Memory brings back to me a scene which sadly illustrates the exalted courage and faith of these noble women. I was present one night when, at a plantation home, the family and servants were assembled, as usual, for prayers. The aged father led the worship, but, while praying for the absent sons, two of whom had already fallen in battle, he faltered and ceased. Instantly the clear, sweet voice of the mother was heard as she prayed fervently, not only for the dear ones at the front, but for the holy cause, for other parents, other sons, and for strength to submit to God's will.
I have, sitting by the bedside of sick or wounded soldiers, read to them letters from just such homes, breathing lofty courage, full of cheer, although I knew that the hearts of the writers had been almost breaking, the fingers that penned them stiff and trembling with toil hitherto unknown. God bless the women of the South.
If from every wreath that ever adorned the brow of a hero the brightest laurels were plucked, all would not form an offering too resplendent to lay at their feet.
Soon after the battle of Shiloh began my service with the Army of Tennessee. How shall I make you understand, dear friends, how strong, how dear, how imperishable are the ties which bind me to these grand and noble heroes,—the true, brave boys with whom I shared until the bitter end their trials and glory. Heroic souls who bore with equal fortitude and transcendent bravery alike the shock of battle, the pangs of "hope deferred," the untold hardships which soon became their daily portion. Their bleeding feet dyed alike the snows of Georgia and the rocky mountain paths of Tennessee.
As their ranks were decimated by battle, disease, starvation, death, the hearts that were left swelled higher and higher with holy zeal, sublime courage. Night after night, with lagging, unwilling feet, they made the hated retreat.
Day after day the sun shone on those defiant faces as they presented a still unbroken front and hurled themselves again and again against the invaders, contesting every inch of the land they loved.
Ah, the horrors of those latter days, when daily, almost hourly, brought to me ghastly wrecks of manhood, when my ears were always filled with the moans of the dying, or irrepressible agonizing shrieks of those who were undergoing the torture of the surgeon's knife without the blessed aid of chloroform, for that was contraband of war. Do you wonder, then, that I love to call those comrades of mine "my boys"? Whether they served in the Army of Northern Virginia or the Army of Tennessee, they were all alike my comrades. Their precious blood has often dyed my own garments. I have gone down with them to the very gates of death, wrestling with the death angel every step of the way, sometimes only to receive their last sighs as they passed into the valley of the shadow, sometimes permitted to guide their feeble feet once more into the paths of glory.
I have shared their rations, plain but plentiful at first, at the last only a mouldy crust and a bit of rusty bacon. I have been upon an ambulance-train freighted with human agony delayed for hours by rumors of an enemy in ambush. I have fed men hungry with the ravening hunger of the wounded with scanty rations of musty corn-bread; have seen them drink eagerly of foetid water, dipped from the road-side ditches.

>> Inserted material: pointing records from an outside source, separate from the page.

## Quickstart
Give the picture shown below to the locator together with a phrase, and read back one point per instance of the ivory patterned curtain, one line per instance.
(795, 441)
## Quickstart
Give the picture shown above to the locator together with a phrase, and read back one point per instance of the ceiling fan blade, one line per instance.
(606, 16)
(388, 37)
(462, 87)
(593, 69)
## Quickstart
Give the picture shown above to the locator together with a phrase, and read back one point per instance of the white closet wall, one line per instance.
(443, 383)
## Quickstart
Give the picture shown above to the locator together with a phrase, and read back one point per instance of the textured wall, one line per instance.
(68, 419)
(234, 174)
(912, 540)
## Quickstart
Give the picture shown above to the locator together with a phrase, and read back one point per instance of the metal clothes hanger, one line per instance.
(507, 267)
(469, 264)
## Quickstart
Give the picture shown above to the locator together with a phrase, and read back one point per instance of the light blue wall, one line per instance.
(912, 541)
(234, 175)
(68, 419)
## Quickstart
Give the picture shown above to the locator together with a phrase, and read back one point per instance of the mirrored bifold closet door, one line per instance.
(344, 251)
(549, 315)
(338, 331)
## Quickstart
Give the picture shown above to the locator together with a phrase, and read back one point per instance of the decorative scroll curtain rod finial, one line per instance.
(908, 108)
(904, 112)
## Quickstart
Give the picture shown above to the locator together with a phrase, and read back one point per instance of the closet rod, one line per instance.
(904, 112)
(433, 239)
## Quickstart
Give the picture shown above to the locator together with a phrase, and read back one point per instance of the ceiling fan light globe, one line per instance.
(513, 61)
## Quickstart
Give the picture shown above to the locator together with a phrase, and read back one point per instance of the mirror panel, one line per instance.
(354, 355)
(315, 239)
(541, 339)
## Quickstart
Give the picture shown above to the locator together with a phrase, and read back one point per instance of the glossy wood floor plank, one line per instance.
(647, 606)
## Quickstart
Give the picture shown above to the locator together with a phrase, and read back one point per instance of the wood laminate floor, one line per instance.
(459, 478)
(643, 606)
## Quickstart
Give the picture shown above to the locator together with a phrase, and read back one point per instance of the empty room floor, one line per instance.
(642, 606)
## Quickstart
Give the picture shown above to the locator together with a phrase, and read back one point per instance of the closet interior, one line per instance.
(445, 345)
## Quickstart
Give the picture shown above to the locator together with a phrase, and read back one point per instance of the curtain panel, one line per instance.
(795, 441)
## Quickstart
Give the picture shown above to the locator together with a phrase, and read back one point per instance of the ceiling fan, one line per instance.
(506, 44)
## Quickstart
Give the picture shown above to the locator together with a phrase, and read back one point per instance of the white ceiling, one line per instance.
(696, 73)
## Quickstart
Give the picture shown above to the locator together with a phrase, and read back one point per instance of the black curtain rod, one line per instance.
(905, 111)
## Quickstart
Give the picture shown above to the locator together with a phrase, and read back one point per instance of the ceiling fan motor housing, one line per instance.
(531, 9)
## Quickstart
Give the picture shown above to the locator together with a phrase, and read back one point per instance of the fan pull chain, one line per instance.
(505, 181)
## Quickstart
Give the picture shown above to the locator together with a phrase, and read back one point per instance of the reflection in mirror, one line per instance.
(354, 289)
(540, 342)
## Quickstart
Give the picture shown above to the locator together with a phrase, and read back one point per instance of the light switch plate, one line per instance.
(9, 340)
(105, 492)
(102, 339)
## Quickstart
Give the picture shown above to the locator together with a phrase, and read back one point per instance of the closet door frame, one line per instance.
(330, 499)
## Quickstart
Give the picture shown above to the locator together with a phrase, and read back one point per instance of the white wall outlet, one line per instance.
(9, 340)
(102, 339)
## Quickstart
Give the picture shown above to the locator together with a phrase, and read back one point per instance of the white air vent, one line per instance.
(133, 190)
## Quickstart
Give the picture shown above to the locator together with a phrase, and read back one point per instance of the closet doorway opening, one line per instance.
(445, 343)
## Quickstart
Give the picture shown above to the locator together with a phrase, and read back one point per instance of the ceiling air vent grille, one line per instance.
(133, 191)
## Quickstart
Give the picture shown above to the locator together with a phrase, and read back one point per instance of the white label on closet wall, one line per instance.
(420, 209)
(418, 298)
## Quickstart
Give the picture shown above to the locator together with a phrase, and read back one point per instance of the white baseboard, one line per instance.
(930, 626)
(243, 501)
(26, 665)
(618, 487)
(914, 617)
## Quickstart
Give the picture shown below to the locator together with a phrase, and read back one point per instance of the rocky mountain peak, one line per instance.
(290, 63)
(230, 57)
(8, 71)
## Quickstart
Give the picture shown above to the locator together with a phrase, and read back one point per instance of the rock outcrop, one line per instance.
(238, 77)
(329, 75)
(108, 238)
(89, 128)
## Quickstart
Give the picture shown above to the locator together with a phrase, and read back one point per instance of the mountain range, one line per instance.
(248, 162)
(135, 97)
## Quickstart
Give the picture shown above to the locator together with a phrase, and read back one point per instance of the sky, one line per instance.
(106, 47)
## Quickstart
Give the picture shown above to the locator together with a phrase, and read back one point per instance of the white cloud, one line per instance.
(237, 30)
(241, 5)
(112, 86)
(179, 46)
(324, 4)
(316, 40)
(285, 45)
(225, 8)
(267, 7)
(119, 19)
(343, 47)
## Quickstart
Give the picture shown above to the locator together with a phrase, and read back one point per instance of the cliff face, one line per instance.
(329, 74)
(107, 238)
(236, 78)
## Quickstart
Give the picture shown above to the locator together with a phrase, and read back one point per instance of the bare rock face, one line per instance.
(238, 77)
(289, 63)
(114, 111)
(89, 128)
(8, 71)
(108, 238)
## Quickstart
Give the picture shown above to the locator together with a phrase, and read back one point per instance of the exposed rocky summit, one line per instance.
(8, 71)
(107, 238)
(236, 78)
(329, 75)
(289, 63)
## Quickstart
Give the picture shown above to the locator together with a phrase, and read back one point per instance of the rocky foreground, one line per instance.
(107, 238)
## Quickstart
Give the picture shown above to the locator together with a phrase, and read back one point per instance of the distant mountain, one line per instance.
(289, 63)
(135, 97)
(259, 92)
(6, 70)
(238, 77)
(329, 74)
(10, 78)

Yet they bore it all with supreme patience; fretted and chafed, it is true, but only on account of enforced inactivity. I have packed haversacks with marching rations for forty-eight hours, a single corn-dodger split and with only a thin slice of bacon between the pieces. This was a Confederate sandwich. And on such food Southern soldiers marched incredible distances, fought desperate battles. The world will never cease to wonder at the unfailing devotion, the magnificent courage, the unparalleled achievements of the Southern armies. Scarcely less admirable is the heroic spirit in which they have accepted defeat; the industry which has hidden the desolation of our land with bountiful harvest, the honesty of purpose which now seeks to restore the constitution framed by our forefathers as it was, the patient yet invincible determination which has driven out tyranny and oppression, and reclaimed for posterity this beautiful Southland, rich with historic memories, made sacred and beautiful by the graves of heroes.

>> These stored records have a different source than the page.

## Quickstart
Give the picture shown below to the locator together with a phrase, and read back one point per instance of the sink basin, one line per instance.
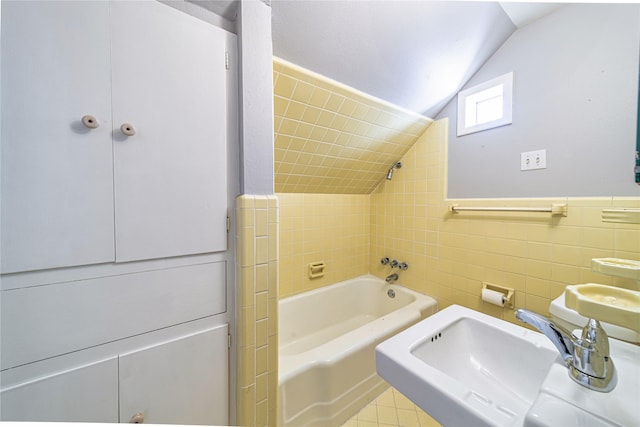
(465, 368)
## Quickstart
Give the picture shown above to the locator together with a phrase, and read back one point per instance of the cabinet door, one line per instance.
(179, 382)
(84, 394)
(170, 176)
(57, 179)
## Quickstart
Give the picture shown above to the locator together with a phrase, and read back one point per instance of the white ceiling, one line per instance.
(416, 54)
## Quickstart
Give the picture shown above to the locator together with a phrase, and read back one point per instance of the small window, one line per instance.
(485, 106)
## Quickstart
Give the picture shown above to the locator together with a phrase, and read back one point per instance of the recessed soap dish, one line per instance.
(617, 267)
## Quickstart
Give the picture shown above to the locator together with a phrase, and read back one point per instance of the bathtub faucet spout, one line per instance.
(392, 278)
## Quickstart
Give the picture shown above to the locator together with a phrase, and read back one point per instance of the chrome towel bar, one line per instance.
(556, 209)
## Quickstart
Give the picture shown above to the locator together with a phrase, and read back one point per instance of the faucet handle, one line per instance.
(594, 333)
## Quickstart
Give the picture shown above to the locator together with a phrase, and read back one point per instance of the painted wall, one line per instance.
(451, 255)
(256, 98)
(575, 95)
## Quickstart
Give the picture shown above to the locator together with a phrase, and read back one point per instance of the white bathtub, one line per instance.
(326, 370)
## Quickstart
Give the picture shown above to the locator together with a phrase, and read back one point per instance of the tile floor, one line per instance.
(391, 409)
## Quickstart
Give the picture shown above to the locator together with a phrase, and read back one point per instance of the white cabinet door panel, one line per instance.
(180, 382)
(46, 321)
(57, 179)
(85, 394)
(170, 177)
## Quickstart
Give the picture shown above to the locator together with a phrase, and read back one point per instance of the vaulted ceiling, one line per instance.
(356, 82)
(415, 54)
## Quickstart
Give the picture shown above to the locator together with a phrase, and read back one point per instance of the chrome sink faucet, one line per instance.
(587, 358)
(392, 278)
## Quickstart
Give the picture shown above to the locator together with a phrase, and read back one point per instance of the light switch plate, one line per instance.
(531, 160)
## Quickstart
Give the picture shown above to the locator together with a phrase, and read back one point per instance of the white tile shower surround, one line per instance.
(391, 409)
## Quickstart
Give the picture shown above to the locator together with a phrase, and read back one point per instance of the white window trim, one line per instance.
(506, 80)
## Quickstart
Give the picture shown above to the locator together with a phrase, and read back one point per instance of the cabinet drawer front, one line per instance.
(85, 394)
(184, 381)
(46, 321)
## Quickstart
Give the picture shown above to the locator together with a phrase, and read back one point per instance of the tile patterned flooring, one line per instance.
(391, 409)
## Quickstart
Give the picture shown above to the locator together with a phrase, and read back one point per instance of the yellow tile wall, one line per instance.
(333, 228)
(450, 255)
(257, 222)
(331, 138)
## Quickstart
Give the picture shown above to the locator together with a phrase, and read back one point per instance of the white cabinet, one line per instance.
(179, 382)
(182, 381)
(84, 394)
(68, 189)
(57, 176)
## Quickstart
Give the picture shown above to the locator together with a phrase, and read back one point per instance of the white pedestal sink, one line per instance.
(465, 368)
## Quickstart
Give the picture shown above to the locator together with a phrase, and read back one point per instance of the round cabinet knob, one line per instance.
(90, 122)
(137, 418)
(127, 129)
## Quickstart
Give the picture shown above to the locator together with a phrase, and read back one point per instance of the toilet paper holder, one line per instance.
(507, 293)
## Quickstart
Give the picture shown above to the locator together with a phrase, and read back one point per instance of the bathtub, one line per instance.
(326, 369)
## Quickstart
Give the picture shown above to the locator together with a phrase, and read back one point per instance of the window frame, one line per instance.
(506, 81)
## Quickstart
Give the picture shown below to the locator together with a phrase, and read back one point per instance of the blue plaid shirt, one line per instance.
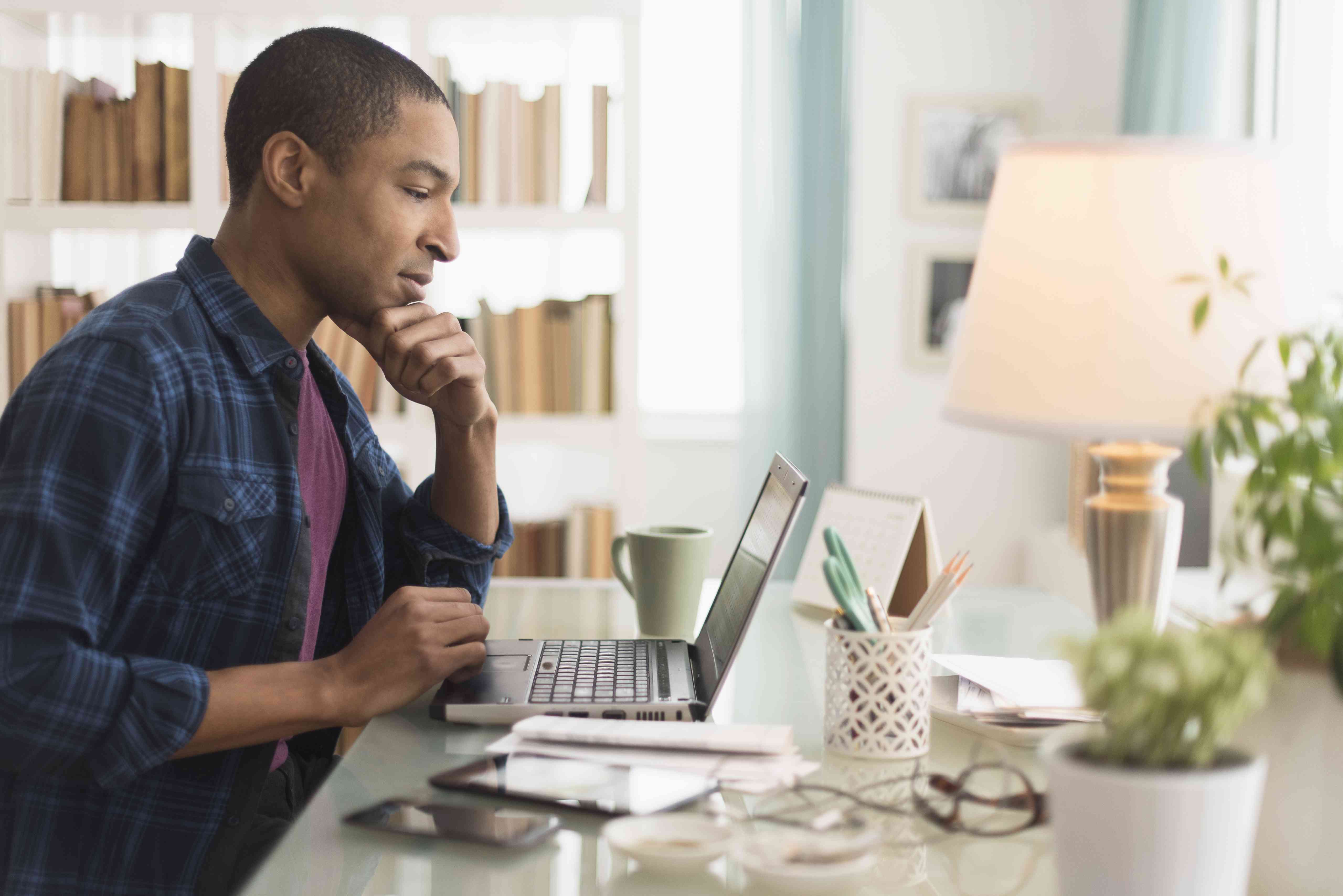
(154, 529)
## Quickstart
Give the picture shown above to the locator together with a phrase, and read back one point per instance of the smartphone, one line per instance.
(593, 787)
(473, 824)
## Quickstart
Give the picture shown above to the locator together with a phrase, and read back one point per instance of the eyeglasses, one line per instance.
(986, 800)
(989, 800)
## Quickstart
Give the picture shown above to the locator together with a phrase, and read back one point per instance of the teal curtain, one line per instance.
(1181, 78)
(796, 141)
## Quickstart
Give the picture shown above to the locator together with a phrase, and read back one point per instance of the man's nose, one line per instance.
(441, 239)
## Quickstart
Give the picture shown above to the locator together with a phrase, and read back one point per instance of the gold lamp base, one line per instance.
(1133, 529)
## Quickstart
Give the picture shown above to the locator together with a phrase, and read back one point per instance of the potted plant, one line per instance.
(1287, 526)
(1155, 804)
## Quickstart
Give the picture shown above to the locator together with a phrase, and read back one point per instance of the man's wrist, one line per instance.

And these are my boys—still—always my boys. From the highest places of the land they turn to give me a comrade's greeting. I glory in the renown of these, but just as dear and precious to me is the warm grasp of the toil-hardened hand and the smile which beams upon me from the rugged face of the very humblest of "the boys who wore the gray."
Dear friends, this subject is to me inexhaustible; but I may no longer trespass upon your patience. With loving, reverent hands I have lifted the veil of the past. Let the transcendent glory streaming through penetrate the mask which time and care and sorrow have woven for the faces of my boys, and show you the brave, unfaltering hearts as I know them.